Current practices of drug dissolution testing require that the experimental conditions, such as medium and its volume and apparatus and its associated stirrer rotation speed, be established for each test product to achieve certain ‘expected’ dissolution characteristics or results. In reality, however, the purpose of dissolution testing should be to determine potentially unknown dissolution results reflective of a test product based on its formulation and/or manufacturing attributes. For appropriate testing, particularly for comparative purposes, the experimental conditions must be the same or consistent from product to product, i.e., product independent. This article describes a newly developed spindle, known as crescent-shaped, which can easily be installed in the vessel-based dissolution apparatuses (basket and paddle) to provide a product-independent dissolution testing approach for improved drug dissolution assessments. The new spindle provides an improved stirring and mixing environment, leading to better characterization of pharmaceutical products. The use of the crescent-shaped spindles offers additional significant advantages over the current practices, such as (1) allows analyses using a single method, compared to hundreds as currently required, for both immediate and extended-released products having the same or different active ingredients; (2) provides improved dissolution characteristics of products by avoiding false slow-release properties for fast release type products; (3) simplifies testing by avoiding the necessity of developing separate QC and bio-relevant dissolution methods; (4) provides a rugged testing environment free from common sensitivities, in particular to de-aeration and vibration effects. (Link to the article).

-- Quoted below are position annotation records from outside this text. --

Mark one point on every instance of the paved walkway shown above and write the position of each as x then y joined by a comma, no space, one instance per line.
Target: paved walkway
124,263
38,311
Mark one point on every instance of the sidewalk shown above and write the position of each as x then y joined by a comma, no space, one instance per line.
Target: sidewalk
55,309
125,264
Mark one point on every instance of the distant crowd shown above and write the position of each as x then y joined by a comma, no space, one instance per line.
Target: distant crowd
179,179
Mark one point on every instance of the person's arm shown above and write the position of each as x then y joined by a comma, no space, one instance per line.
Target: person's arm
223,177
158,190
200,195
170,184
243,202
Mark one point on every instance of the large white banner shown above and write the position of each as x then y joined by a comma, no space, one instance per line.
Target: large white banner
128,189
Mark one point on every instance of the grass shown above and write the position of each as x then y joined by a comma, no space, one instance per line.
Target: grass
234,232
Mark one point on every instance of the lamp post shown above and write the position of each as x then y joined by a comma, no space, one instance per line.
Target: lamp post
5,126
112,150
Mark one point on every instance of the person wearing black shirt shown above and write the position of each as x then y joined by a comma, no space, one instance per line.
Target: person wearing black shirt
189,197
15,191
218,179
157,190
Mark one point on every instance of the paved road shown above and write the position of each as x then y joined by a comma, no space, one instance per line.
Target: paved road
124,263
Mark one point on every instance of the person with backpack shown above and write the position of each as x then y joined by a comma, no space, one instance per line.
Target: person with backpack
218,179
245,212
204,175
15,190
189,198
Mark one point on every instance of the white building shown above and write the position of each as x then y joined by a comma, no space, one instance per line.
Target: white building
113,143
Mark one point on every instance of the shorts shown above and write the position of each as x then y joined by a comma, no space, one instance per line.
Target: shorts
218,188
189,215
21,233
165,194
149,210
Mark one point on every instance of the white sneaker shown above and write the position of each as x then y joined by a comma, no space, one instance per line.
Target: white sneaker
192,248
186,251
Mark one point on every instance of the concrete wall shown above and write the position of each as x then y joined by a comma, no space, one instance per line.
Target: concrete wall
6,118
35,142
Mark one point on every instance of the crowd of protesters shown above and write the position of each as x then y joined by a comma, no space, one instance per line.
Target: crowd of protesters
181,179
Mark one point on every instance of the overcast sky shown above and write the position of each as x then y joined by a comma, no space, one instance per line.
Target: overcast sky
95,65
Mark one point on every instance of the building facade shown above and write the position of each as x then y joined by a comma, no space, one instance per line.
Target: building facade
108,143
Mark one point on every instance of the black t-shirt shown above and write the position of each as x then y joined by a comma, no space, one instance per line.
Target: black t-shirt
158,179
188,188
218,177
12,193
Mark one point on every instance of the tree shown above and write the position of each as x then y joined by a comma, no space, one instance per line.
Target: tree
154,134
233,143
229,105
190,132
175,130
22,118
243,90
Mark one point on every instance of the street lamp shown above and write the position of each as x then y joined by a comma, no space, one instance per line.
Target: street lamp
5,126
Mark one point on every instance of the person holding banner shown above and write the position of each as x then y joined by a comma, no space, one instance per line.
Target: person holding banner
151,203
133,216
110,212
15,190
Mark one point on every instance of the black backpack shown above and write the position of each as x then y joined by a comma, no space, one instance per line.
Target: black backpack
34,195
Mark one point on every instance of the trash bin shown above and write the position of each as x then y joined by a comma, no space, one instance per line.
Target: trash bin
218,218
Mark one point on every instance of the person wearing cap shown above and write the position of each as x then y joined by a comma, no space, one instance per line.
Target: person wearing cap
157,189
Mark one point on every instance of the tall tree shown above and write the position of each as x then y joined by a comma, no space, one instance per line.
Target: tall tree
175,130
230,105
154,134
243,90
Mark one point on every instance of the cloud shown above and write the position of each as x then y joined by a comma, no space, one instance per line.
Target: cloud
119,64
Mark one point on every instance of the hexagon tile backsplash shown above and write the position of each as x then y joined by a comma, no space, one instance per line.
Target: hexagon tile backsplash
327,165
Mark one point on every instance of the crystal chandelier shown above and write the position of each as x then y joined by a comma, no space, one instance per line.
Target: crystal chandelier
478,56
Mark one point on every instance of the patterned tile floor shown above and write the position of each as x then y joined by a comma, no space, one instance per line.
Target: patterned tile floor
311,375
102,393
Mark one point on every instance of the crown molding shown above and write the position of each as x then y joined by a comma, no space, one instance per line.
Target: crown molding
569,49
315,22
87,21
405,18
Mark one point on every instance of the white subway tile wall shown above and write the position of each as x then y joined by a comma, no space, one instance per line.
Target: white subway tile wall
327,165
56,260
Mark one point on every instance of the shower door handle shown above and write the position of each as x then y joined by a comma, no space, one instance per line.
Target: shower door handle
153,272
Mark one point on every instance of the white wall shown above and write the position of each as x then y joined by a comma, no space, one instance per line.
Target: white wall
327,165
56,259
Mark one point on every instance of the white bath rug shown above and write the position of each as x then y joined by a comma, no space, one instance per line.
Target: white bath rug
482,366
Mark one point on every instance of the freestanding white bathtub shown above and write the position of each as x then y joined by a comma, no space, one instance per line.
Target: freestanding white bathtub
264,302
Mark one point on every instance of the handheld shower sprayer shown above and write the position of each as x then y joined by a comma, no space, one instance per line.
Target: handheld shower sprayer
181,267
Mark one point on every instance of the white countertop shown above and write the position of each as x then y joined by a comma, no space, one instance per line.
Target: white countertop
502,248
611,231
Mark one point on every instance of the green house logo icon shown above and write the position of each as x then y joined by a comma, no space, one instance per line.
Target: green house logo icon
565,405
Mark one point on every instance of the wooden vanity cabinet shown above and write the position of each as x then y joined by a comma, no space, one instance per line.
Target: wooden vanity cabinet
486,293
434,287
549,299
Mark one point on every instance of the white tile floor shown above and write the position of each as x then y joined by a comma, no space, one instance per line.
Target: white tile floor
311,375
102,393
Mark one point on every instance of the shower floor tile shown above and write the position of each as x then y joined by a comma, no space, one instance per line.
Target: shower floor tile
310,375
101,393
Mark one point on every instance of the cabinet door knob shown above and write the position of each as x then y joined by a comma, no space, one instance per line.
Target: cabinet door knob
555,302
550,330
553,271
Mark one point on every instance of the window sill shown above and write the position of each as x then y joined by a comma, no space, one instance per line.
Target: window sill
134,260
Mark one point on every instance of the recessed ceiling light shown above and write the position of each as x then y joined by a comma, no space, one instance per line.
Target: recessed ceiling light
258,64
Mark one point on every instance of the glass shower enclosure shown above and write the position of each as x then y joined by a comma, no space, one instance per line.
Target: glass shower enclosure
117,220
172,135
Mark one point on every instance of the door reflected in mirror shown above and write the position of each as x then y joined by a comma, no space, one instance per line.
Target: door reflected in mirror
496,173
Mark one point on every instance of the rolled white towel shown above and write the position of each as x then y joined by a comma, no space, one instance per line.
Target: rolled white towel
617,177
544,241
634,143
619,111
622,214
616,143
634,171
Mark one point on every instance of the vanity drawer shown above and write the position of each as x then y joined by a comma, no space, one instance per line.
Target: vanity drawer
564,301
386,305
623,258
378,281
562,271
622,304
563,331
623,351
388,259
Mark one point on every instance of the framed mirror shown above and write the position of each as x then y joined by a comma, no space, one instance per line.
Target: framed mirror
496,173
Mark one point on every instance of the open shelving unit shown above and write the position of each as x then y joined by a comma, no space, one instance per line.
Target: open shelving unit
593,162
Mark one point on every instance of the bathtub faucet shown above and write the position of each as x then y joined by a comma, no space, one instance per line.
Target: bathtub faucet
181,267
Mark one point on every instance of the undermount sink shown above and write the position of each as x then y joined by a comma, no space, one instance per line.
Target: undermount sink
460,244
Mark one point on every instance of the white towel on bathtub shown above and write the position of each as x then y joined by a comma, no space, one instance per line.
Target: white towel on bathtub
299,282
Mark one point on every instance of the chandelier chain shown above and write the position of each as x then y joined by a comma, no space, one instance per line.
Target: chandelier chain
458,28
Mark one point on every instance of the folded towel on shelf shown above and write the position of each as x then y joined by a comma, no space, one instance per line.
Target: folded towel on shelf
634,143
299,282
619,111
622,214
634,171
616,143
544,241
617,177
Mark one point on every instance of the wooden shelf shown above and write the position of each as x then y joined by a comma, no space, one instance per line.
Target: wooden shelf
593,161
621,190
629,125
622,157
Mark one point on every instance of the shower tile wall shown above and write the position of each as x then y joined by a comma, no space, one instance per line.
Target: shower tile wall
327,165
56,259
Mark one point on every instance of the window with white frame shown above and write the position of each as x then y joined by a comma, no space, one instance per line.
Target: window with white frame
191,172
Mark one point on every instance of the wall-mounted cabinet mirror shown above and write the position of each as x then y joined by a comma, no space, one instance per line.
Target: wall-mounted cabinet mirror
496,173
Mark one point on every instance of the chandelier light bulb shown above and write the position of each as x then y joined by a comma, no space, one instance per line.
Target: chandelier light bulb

It may be said that analysts performing drug dissolution tests are in a pretty difficult situation. They are expected to conduct appropriate dissolution tests to determine the quality of a product based on its in vitro drug release characteristics. However, procedures described in the literature (e.g., USP <1092>) or commonly taught in courses provide suggestions for choosing/selecting experimental conditions to achieve (match) a desired or pre-set dissolution outcome. These desired dissolution characteristics are commonly obtained by selecting apparatuses (mostly between basket and paddle) and/or adjusting rpm, pH, or molarity of medium/buffer and/or solubilizer (nature or amount). Therefore, it is important to note that the analyst, following the currently suggested procedures, will never know the true or actual nature of drug dissolution characteristics of the product, thus its quality.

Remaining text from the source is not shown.